Semester

Spring

Date of Graduation

2019

Document Type

Dissertation

Degree Type

PhD

College

Eberly College of Arts and Sciences

Department

Geology and Geography

Committee Chair

Bradley Wilson

Committee Co-Chair

Karen Culcasi

Committee Member

Karen Culcasi

Committee Member

Trevor Harris

Committee Member

Maria Perez

Committee Member

Cheryl Brown

Committee Member

Adam Pine

Abstract

Drawing on a five-year institutional ethnography of Humanitarian Food Networks (HFNs) in West Virginia, this dissertation explores the moral, political and economic place of the food bank in the corporate environmental food regime. I develop the concept of the food bank fix to theorize the paradoxical relationships between the state, the shadow state, food corporations, local charities and food banks that tie HFNs across the United States together through humanitarian reason.

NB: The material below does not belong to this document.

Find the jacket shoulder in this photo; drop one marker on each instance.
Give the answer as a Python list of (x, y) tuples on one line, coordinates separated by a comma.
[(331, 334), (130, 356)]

I argue that food banks damp the grinding contradictions of a society awash in food surpluses even as a significant proportion of the population remains at risk of hunger. To buttress this argument, I analyze the geographic process through which the moral impulse of those working to address hunger at the local level is subordinated to institutional logics that resolve crises of overproduction and manufactured food scarcity for a globalized and increasingly integrated food system. I demonstrate how diffuse powers from across this system become concentrated and negotiated at the food bank scale, where an awkward combination of altruism, profit seeking, compassion and rulemaking maintains humanitarian feeding lines in place and linked across space. Theorizing the food banking fix shines a light on one of the glaring contradictions in our food system, namely that regulating food surpluses is itself generative of the food scarcity essential to market rationalities.